The company and the United Auto Workers union met again to negotiate a new contract, with the strike by nearly 50,000 hourly workers having spread across 31 factories and 21 other facilities in nine states primarily in the Midwest.
The dispute is starting to be felt by some of GM’s 10,000 suppliers, with Nexteer Automotive saying it will have to temporarily reduce its workforce in the coming days.

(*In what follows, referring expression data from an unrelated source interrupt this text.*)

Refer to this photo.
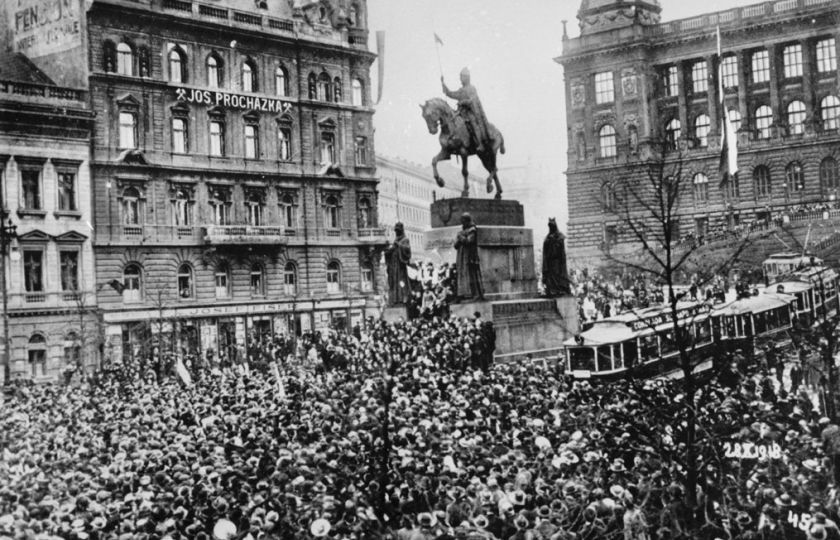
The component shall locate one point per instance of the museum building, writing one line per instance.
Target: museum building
(632, 80)
(233, 171)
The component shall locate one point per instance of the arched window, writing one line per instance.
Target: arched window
(36, 352)
(331, 213)
(257, 280)
(763, 121)
(313, 86)
(761, 182)
(290, 279)
(337, 90)
(128, 130)
(284, 142)
(132, 283)
(358, 93)
(829, 174)
(794, 177)
(333, 277)
(830, 112)
(222, 280)
(324, 87)
(673, 131)
(177, 65)
(255, 209)
(131, 206)
(796, 118)
(701, 188)
(215, 71)
(185, 281)
(365, 218)
(281, 81)
(249, 76)
(735, 119)
(109, 57)
(606, 141)
(367, 277)
(125, 59)
(182, 209)
(287, 202)
(702, 125)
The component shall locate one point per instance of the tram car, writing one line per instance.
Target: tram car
(780, 264)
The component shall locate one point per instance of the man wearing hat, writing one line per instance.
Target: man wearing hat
(470, 109)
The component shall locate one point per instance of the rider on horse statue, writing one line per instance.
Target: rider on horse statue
(470, 109)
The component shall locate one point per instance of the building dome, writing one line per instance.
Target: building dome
(600, 15)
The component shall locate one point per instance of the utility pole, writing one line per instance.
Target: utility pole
(7, 233)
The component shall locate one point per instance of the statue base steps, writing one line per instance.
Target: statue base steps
(526, 328)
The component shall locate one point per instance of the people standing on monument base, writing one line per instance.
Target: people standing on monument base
(468, 265)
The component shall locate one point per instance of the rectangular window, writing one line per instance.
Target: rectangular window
(826, 56)
(217, 139)
(604, 88)
(760, 67)
(33, 270)
(251, 142)
(31, 184)
(69, 270)
(179, 135)
(128, 130)
(699, 77)
(67, 191)
(792, 59)
(327, 148)
(361, 151)
(729, 71)
(284, 139)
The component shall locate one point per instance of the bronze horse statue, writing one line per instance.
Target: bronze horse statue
(455, 140)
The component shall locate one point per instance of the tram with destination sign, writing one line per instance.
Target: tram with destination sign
(641, 341)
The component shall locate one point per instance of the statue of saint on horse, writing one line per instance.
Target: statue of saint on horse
(465, 132)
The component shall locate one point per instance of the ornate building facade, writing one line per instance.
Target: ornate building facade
(406, 192)
(233, 171)
(632, 80)
(45, 189)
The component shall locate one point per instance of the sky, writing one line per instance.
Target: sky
(509, 47)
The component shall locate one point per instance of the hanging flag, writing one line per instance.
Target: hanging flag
(182, 372)
(281, 389)
(380, 53)
(728, 140)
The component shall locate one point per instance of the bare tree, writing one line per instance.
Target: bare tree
(646, 204)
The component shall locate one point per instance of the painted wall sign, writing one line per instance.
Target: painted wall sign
(42, 27)
(227, 100)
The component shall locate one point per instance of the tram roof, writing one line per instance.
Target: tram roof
(753, 304)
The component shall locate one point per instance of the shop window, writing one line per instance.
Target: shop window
(290, 279)
(185, 281)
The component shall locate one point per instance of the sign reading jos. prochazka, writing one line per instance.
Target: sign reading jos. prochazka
(216, 98)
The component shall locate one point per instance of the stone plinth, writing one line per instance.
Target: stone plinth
(447, 212)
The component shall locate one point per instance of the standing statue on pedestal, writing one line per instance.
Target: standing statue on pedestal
(555, 273)
(397, 259)
(467, 265)
(464, 133)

The company makes electric and hydraulic power steering systems, steering columns, and driveline systems.
“We will continue to monitor the situation and update our employees as we learn more,” Dennis Hoeg, a Nexteer vice president, told the Detroit News. “Our goal is to return to full production as quickly as possible.”
Continental AG and Denso International America were both continuing to monitor the situation. “We remain hopeful that both sides will find a quick and agreeable resolution,” a Denso spokesman said.
Suppliers generally deliver goods to GM on a just-in-time basis, shortly before they are put onto vehicles along the assembly lines. “Experts says the strike could eventually lead to a ripple effect with hundreds of thousands of U.S. workers being laid off as the impact of the strike spreads,” CNN reported.
Negotiators for the union and GM are working through differences on wages, health care and seniority for temporary employees, among other issues.
“The fact that they are still talking is good news,” said Marick Masters, a business professor at Wayne State University, told the Detroit News, while adding that the union “will fight tooth and nail” to keep health care benefits.
According to a source cited by the Detroit Free Press, GM has proposed that workers pay 15% of their health care costs, up from the current estimated level of 3%. GM and Ford each spend $1 billion a year on worker health care, which some industry observers consider unsustainable.